Ranieri era suo compagno di squadra.
«Sì, lui stava concludendo la car­riera, io cominciavo. Giocatore to­sto, anche piuttosto cattivo, persona per bene, aveva un rapporto straor­dinario con i più giovani».

Da Udine a Napoli.
« Pensi, non volevo accettare il trasferimento. Volevo andare a Ro­ma. Mazza, il vecchio presidente dell’Udinese, mi chiamò e mi disse: Ma come, non vuoi giocare con Ma­radona? Alla fine, però, accettai: le società avevano fatto tutto. E mi è andata bene perché giocare accan­to a Mardona è stata una esperien­za unica».

Il Napoli attuale sta facendo rivi­vere quegli anni. Può puntare real­mente allo scudetto?
« Può lottare sino alla fine. Per gioco, determinazione, convinzione è la squadra che mi ha maggior­mente impressionato, più del Mi­lan, più dell’Inter».

Il Napoli vostro, però, resta ir­raggiungibile.
« E’ irraggiungibile perché c’era Maradona. Se in quello attuale ci metti Messi, che è il Maradona del Duemila, pareggi il conto».

Com’era il suo compagno Mara­dona?
«Come compagno era straordina­rio, come calciatore, poi… Le dico una cosa che forse le sembrerà strana: ma io solo ora, rivedendo le immagini di certe sue giocate, com­prendo pienamente la grandezza di Dego. A volte mi metto sul divano, con i miei figli, metto un dvd e ri­mango allibito. Giocandoci accan­to, avevo una percezione parziale di quel talento».

Un aggettivo per i quattro anni di Napoli?
«Straordinari.
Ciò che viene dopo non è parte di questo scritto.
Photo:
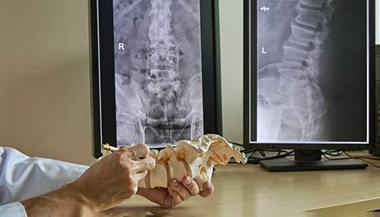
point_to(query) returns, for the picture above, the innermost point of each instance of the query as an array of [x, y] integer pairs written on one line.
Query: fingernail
[[187, 181], [175, 183]]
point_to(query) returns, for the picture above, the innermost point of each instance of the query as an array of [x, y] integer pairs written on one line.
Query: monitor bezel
[[102, 62], [304, 146]]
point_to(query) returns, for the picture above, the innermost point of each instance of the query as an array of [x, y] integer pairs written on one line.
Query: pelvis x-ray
[[312, 71], [157, 71]]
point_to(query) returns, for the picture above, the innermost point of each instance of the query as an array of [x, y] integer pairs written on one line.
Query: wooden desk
[[249, 190]]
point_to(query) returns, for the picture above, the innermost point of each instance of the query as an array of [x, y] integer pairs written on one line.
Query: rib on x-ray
[[311, 70], [157, 71]]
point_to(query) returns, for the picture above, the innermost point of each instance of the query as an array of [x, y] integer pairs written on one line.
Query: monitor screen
[[309, 74], [155, 71]]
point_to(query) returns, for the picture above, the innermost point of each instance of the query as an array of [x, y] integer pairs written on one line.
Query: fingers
[[136, 152], [208, 189], [191, 185], [143, 165]]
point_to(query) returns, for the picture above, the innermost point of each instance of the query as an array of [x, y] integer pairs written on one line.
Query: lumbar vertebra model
[[195, 159]]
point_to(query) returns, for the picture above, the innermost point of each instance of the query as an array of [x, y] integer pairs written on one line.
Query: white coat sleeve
[[23, 177]]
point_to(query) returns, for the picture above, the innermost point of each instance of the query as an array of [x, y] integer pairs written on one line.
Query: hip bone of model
[[195, 159]]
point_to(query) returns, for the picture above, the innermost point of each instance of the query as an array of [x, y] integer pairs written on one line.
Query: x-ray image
[[312, 71], [158, 75]]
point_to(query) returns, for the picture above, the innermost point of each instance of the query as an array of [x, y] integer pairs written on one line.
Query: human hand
[[176, 193], [115, 177]]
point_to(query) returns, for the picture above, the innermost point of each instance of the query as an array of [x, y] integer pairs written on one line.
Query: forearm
[[63, 202]]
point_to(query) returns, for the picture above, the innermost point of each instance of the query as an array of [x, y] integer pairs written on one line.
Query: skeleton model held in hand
[[195, 159]]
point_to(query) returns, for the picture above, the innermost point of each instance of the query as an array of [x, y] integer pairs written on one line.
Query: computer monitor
[[155, 71], [309, 79]]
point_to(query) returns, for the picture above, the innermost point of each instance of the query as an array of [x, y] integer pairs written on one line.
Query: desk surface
[[249, 190]]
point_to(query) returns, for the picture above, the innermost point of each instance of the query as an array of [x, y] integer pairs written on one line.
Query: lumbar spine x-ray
[[291, 105], [158, 75]]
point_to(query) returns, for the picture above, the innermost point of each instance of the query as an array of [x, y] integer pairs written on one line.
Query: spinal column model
[[195, 158], [158, 77], [291, 105]]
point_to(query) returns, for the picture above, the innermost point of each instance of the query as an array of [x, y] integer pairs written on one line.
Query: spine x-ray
[[311, 80], [158, 77]]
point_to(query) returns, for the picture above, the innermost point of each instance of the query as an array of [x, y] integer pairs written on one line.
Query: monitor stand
[[306, 160]]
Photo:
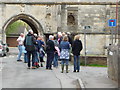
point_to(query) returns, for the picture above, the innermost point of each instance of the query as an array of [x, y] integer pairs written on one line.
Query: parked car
[[3, 49]]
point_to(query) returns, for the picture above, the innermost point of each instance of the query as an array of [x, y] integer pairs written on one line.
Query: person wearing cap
[[29, 44], [20, 41]]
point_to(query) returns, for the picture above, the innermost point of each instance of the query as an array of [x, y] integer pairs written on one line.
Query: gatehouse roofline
[[60, 2]]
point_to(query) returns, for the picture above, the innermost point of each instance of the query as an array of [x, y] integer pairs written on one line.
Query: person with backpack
[[50, 49], [57, 52], [76, 49], [29, 44], [65, 53]]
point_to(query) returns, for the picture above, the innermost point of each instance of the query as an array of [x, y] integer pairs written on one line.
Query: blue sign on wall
[[112, 22]]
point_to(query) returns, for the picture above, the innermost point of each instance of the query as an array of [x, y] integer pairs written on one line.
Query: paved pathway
[[16, 75], [92, 77]]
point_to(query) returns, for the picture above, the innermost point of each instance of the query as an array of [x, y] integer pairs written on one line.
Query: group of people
[[57, 47]]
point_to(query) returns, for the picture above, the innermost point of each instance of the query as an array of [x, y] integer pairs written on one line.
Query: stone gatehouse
[[46, 19]]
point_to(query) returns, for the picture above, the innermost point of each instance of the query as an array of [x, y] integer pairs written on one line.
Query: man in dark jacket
[[50, 49], [76, 49], [29, 43]]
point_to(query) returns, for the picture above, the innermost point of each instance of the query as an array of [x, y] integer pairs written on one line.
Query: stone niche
[[72, 19]]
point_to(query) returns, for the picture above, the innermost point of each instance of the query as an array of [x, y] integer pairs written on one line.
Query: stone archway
[[30, 20]]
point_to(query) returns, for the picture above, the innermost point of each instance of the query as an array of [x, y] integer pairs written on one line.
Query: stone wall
[[54, 18]]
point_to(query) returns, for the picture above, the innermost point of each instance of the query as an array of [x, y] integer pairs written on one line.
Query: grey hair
[[30, 31], [51, 37]]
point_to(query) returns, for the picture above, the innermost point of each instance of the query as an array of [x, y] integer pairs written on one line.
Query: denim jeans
[[29, 57], [20, 52], [36, 56], [25, 57], [55, 63], [65, 61], [77, 62]]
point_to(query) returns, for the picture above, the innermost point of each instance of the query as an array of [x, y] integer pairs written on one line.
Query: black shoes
[[75, 71]]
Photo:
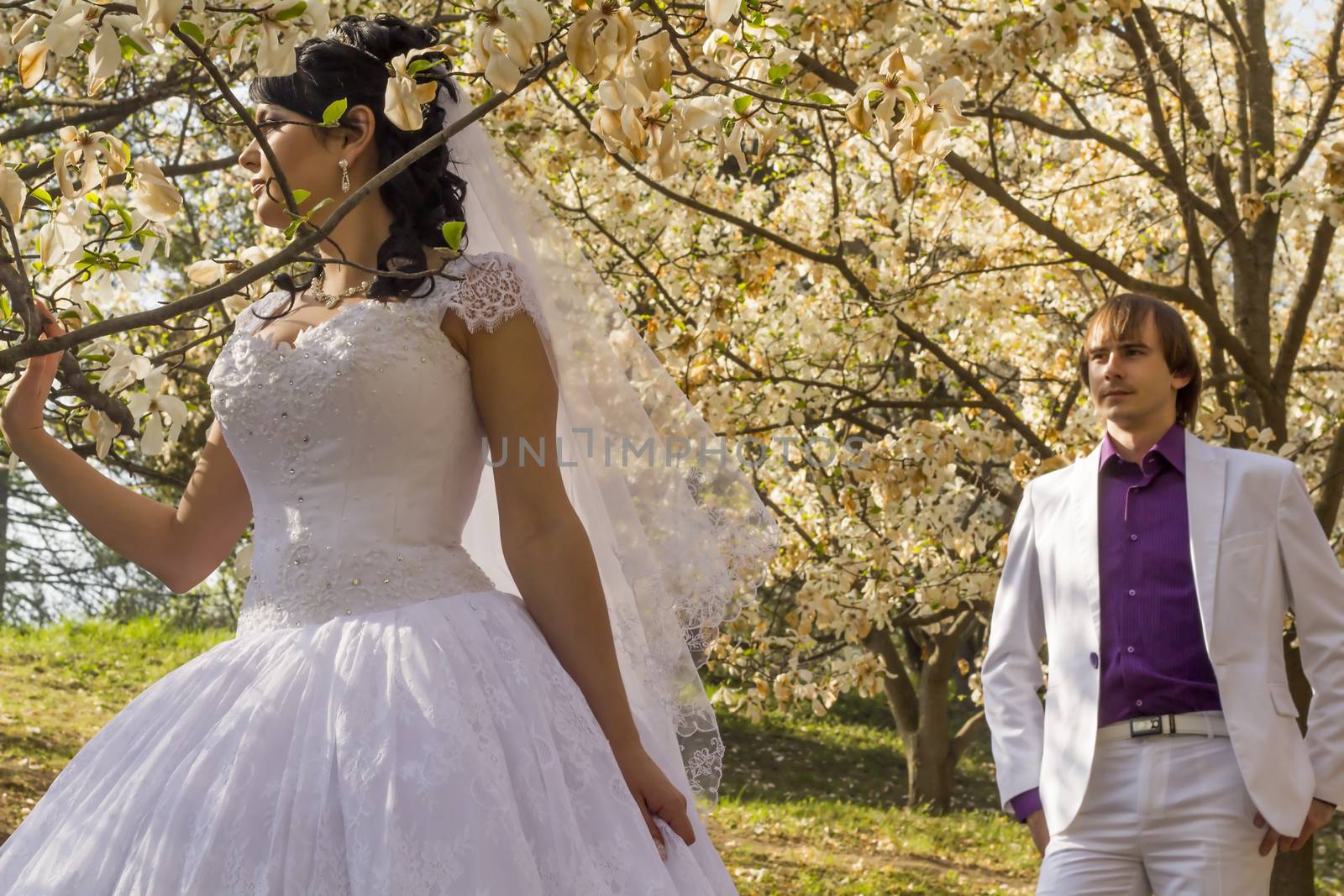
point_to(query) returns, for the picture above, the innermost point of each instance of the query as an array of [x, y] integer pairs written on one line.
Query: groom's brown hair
[[1122, 317]]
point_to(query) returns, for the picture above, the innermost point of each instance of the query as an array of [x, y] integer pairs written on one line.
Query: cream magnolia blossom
[[60, 36], [13, 192], [927, 116], [81, 148], [62, 237], [159, 15], [155, 196], [719, 13], [102, 430], [124, 369], [158, 405], [601, 40], [652, 60], [405, 94], [205, 271], [104, 60], [519, 34]]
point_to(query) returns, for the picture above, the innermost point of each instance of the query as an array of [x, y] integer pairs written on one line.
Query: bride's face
[[308, 155]]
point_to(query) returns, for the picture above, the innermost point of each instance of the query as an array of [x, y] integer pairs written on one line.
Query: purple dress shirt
[[1153, 660]]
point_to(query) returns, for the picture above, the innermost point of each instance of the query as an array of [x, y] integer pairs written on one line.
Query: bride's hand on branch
[[22, 414], [655, 795]]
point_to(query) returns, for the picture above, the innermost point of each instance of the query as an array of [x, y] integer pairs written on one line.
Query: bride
[[452, 673]]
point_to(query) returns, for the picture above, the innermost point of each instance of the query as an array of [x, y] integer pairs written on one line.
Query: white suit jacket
[[1256, 550]]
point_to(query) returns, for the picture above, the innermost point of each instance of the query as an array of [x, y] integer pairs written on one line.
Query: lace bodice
[[362, 448]]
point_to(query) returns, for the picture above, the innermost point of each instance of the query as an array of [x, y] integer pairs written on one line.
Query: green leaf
[[192, 31], [293, 13], [333, 113], [454, 234]]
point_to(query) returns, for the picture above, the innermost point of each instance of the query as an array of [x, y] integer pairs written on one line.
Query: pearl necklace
[[333, 301]]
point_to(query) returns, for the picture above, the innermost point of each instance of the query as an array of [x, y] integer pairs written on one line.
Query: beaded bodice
[[362, 448]]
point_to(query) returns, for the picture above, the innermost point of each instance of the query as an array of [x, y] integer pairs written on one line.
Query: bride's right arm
[[178, 546]]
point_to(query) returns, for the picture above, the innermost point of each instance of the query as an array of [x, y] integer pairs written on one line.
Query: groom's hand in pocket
[[1039, 831]]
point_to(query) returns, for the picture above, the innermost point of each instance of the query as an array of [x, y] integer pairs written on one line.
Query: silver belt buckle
[[1146, 726]]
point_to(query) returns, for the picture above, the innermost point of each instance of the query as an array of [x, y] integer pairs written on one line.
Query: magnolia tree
[[864, 237]]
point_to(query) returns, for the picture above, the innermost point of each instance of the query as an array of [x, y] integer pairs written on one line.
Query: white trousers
[[1163, 815]]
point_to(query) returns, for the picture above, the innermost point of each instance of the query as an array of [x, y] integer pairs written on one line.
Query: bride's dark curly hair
[[353, 63]]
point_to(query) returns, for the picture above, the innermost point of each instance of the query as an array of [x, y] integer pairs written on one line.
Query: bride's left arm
[[548, 548]]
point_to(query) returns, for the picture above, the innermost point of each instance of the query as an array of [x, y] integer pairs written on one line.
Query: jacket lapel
[[1206, 474], [1084, 503]]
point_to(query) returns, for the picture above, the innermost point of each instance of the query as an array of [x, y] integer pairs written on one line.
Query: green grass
[[808, 806]]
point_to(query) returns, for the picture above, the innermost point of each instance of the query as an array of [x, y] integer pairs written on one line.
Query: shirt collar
[[1171, 446]]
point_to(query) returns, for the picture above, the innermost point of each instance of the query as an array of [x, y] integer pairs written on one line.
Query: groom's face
[[1128, 376]]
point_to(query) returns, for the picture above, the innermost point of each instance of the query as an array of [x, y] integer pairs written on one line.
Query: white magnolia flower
[[900, 80], [124, 369], [155, 196], [60, 36], [154, 439], [601, 40], [205, 271], [62, 237], [104, 60], [528, 26], [719, 13], [159, 13], [13, 192], [405, 96], [284, 26], [80, 147], [100, 427]]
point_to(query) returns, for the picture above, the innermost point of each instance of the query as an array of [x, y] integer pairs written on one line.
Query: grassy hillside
[[810, 808]]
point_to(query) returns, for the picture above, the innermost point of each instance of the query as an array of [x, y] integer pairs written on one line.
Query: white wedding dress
[[386, 721]]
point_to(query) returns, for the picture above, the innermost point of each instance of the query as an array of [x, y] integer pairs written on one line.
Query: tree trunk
[[922, 712], [4, 539], [929, 748], [1294, 872]]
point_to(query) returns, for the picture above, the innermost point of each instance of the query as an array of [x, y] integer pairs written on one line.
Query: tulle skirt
[[437, 747]]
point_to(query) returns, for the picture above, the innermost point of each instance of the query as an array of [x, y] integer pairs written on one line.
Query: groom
[[1167, 757]]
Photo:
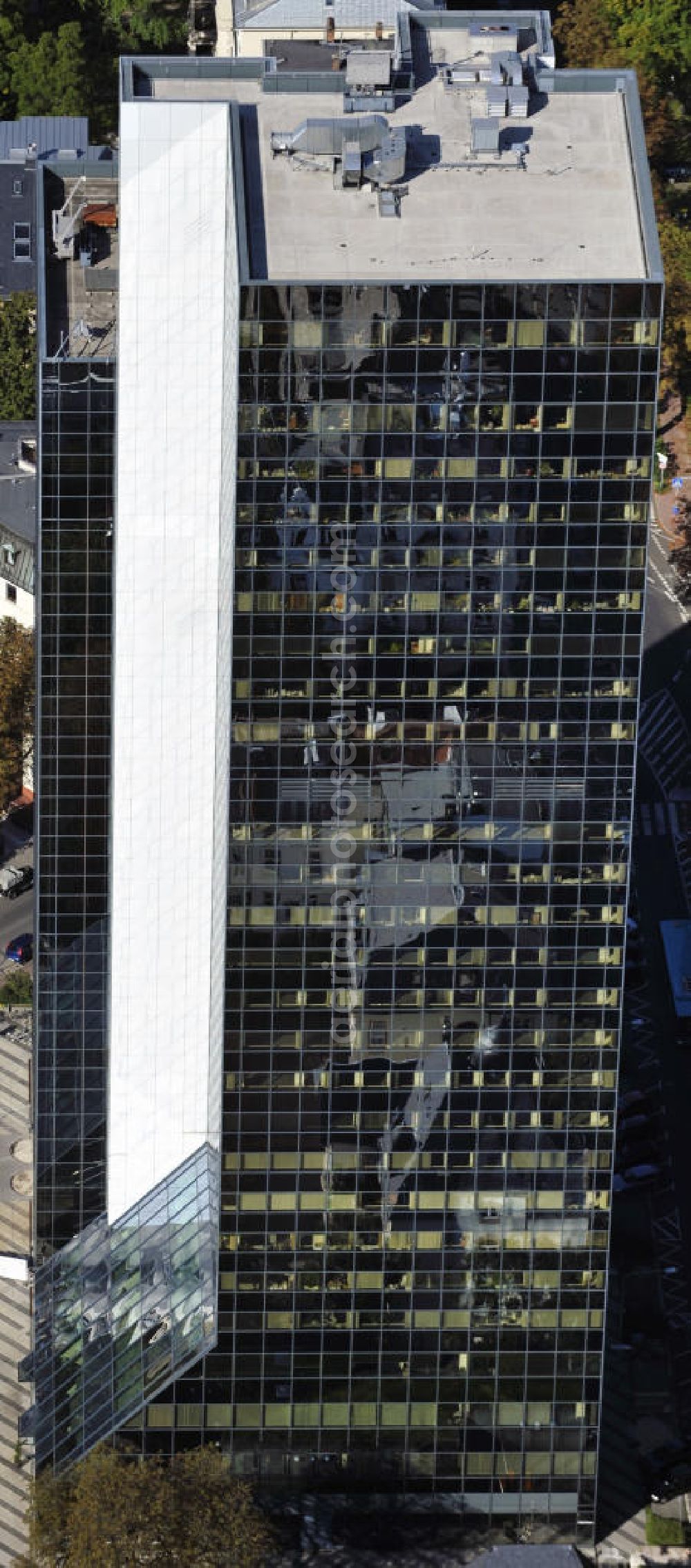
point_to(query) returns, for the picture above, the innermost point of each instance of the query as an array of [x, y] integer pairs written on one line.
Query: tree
[[16, 990], [49, 77], [16, 706], [18, 356], [652, 38], [120, 1512]]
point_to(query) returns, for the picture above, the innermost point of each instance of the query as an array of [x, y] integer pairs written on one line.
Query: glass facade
[[77, 420], [442, 507], [121, 1309], [442, 512]]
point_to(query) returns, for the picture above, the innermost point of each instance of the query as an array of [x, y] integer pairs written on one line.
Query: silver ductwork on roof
[[366, 148]]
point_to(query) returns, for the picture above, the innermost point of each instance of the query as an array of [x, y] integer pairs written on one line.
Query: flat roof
[[571, 212], [566, 198]]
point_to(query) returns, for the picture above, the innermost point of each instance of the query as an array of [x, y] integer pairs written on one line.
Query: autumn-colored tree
[[116, 1512], [16, 706]]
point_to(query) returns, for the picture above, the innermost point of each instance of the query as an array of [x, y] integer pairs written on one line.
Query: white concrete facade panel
[[171, 604]]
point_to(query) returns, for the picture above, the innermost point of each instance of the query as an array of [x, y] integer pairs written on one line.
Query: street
[[647, 1383], [16, 917]]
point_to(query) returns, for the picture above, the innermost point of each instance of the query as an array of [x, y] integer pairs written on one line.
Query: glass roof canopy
[[121, 1309]]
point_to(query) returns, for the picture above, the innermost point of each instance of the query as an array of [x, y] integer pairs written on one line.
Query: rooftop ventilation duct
[[321, 138], [366, 148]]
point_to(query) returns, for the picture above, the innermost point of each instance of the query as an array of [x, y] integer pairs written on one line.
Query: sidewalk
[[676, 438]]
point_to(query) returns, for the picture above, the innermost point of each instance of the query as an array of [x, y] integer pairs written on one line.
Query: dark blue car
[[21, 949]]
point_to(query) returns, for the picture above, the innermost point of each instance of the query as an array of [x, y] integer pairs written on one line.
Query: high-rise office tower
[[326, 1068]]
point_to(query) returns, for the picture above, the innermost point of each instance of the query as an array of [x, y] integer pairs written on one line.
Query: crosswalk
[[665, 742]]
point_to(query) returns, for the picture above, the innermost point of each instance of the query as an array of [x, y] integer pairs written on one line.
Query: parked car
[[16, 880], [21, 949]]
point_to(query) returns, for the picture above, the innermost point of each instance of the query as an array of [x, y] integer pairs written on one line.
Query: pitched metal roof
[[18, 489], [312, 13], [50, 133]]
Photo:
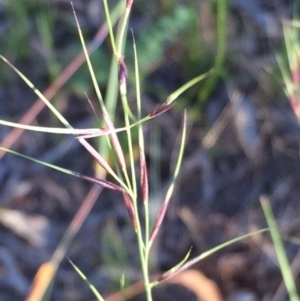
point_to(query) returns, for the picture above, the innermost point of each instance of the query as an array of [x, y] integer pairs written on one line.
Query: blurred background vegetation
[[254, 152]]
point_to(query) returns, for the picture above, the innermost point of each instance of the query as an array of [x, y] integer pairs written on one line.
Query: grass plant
[[124, 178]]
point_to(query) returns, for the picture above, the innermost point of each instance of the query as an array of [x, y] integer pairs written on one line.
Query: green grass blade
[[284, 265], [90, 285], [38, 93]]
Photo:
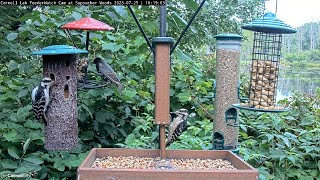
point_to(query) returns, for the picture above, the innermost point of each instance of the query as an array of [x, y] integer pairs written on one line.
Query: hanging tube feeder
[[88, 24], [264, 71]]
E poi la città è ve­ramnente un valore aggiunto: ti coinvolge, ti spinge. La conferma è venuta domenica scorsa: non è faci­le rimontare la Lazio due volte».

E poi è arrivato il sogno romano…
« Forse le cose sarebbero andate meglio se si fosse concretizzato qualche anno prima. Però, non è che sia stata una esperienza da but­tare: una finale di Coppa Uefa, una Coppa Italia. Certo, c’era un po’ di confusione».

La sua Udinese ha rinunciato al­lo scudetto?
«In realtà noi allo scudetto non ci abbiamo mai pensato. L’obiettivo è la Champions. Dobbiamo giocarce­la con la Lazio, con la Roma. Lo scudetto, però, non è roba per noi. La Champions o l’Europa League ce la meritiamo».

In che misura Guidolin ha contri­buito a questa crescita?
«Guidolin è un grande professio­nista. E con lui lavora un gruppo di persone estremamente preparate».

Come vede il Montella allenato­re?
«E’ giovane, deve maturare. D’al­tro canto, il mestiere dell’allenato­re non c’entra assolutamente nulla con quello del calciatore. Non ti in­tendi di calciatori solo perché sei stato calciatore: l’ho capito perfet­tamente quando ho smesso di gio­care. A quel punto devi cominciare a fare una nuova gavetta, devi stu­diare. Però, la Roma mi sembra una squadra ordinata segno che Montella non è uno sprovveduto».